# Surefire G2 vs. G3



## Hofgrad01 (Oct 1, 2007)

Hello to all. I am a newbie who just bought a Surefire G2. I really like the light. However, since I am becoming a flashaholic , I am also thinking about picking up a G3. 

Does anyone here have both? Is there a big difference in brightness (65 vs 105 lumens)? Since I am a newbie, I don't have a good reference point to visualize the realworld lumens difference.

I tried searching here multiple times w/diff search terms, but I get an error message about the size of the results, etc...

Thanks


----------



## Bullzeyebill (Oct 1, 2007)

Did you use Google Search-CPF only, at the top of each CPF page? Type in G3, or any combination using G3, G2. Since G3 has same output as the P9, try P9 in Google Search. Lots of info on G2, G3, etc.

Bill


----------



## KeyGrip (Oct 1, 2007)

I don't have a G3, but I do have a 9P (same lamp assembly) and it is noticably brighter than the standard G2. The hotspot is much larger.


----------



## Optik49 (Oct 1, 2007)

I like my G3 a lot, just drop in a P91 lamp and you have 200 lumens!

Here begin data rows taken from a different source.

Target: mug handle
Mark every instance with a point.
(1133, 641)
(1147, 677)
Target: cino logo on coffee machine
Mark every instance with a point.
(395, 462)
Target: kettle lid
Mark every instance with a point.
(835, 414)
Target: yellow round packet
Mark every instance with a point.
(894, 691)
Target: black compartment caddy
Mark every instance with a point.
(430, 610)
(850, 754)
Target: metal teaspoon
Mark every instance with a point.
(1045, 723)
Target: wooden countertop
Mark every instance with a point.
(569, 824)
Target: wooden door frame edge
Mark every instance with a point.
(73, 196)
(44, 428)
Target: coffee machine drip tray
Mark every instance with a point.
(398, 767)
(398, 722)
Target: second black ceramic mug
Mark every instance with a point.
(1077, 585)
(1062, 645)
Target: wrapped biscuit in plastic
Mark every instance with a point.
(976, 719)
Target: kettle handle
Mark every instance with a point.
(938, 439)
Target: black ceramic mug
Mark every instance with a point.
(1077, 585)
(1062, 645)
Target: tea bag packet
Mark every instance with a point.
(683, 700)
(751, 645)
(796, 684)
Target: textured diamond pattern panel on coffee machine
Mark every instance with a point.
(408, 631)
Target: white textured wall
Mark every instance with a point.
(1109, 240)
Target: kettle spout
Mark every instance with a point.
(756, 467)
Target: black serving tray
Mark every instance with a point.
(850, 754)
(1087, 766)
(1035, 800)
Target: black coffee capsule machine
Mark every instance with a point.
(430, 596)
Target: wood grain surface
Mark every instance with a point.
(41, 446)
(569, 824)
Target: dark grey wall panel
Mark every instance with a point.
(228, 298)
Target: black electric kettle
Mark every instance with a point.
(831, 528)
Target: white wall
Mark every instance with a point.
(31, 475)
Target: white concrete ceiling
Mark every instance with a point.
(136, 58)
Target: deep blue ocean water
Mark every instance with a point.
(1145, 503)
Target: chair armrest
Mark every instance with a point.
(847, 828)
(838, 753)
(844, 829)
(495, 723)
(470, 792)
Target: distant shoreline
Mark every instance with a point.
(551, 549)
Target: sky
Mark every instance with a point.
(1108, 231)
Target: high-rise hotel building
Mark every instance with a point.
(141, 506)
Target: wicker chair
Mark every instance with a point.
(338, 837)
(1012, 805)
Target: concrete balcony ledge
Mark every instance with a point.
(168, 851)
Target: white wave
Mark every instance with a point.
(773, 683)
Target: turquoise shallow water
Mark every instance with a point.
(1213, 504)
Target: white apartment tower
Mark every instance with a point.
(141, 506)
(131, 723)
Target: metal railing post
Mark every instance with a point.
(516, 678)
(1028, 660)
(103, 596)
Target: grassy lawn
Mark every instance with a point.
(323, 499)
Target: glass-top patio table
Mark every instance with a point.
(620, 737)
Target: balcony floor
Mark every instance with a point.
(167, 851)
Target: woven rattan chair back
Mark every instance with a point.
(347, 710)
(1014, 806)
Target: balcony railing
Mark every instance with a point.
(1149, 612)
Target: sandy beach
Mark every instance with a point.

Also you can here _Any other G3 fans out there_ For other owners comments.


----------



## junkfms (Oct 1, 2007)

Well I have bought my G3 about a month ago. It certainly delivers more lumens than G2. Love it a lot!
:welcome:


----------



## Optik49 (Oct 3, 2007)

:welcome:.....Welcome to *CFP* junkfms.....:welcome:


----------



## LA OZ (Oct 3, 2007)

I have both the G2 and G3. The only difference is that the G3 take 3 CR123 batteries and the G2 only 2. G3 is therefore brighter if you give it a proper lamp.


----------



## Dr.Glock27 (Oct 4, 2007)

what kind of rechargeables can i use on a g3? 2 18500s?


----------



## Bullzeyebill (Oct 4, 2007)

DrGlock27, 2X18500's will not fit. Diameter too large. Try 17500's, they should fit. AW sells some with nipples.

Bill


----------



## Hofgrad01 (Oct 4, 2007)

Thanks for the info and the warm welcome everyone. 

I'm going to pick up a G3

Was using the G2 outside tonight. There was a very slight fog and the G2 did a good job at cutting through the fog. Great little light...can't wait to see the G3!


----------



## Bullzeyebill (Oct 4, 2007)

You will like the G3. the P90 is very efficient with three CR123's or two 17500's.

Bill


----------



## junkfms (Oct 4, 2007)

Thanks Optik49

I just can't wait to get the P91 lamp for my G3:devil:


----------



## mr.squatch (Oct 5, 2007)

I now have four g2s, two g3s and two 9ps. Outstanding flashlights. I burned thru enough expensive p61 and p91 bulbs to almost make me want to stop using them. For practical use the standard bulbs are more than adequate amount of light. If you must step up in output try a cree dropin from dx. For about 1/3 the price of a surefire upgrade bulb you get more runtime AND more lumens. Same cree dropin also works with all my surefires, works something like 3.7v-10v. Don't try putting a p61 into a 3cell light, it'll last 3.2 nanoseconds.  Welcome aboard the moneypit... I mean flashlight nuts forum and congrats on your surefires. 

g


----------



## junkfms (Oct 5, 2007)

mr.squatch said:


> I now have four g2s, two g3s and two 9ps. Outstanding flashlights. I burned thru enough expensive p61 and p91 bulbs to almost make me want to stop using them. For practical use the standard bulbs are more than adequate amount of light. If you must step up in output try a cree dropin from dx. For about 1/3 the price of a surefire upgrade bulb you get more runtime AND more lumens. Same cree dropin also works with all my surefires, works something like 3.7v-10v. Don't try putting a p61 into a 3cell light, it'll last 3.2 nanoseconds.  Welcome aboard the moneypit... I mean flashlight nuts forum and congrats on your surefires.
> 
> g


 
ahh...that's new to me. thanks for that info mr.squatch


----------



## Siskik (Oct 5, 2007)

I have to agree with mr. squatch. The P60 gives plenty of light for practical uses. The P90 throws just a bit farther and the hot spot is actually a little elliptical in shape due to the filament shape (there's more filament). So, you'll save on batteries and still have nice flood and throw with the P60 in your G2. (Also, the P60 is only $17)

Hope this helps.

It won't. You know your gonna buy the G3.


----------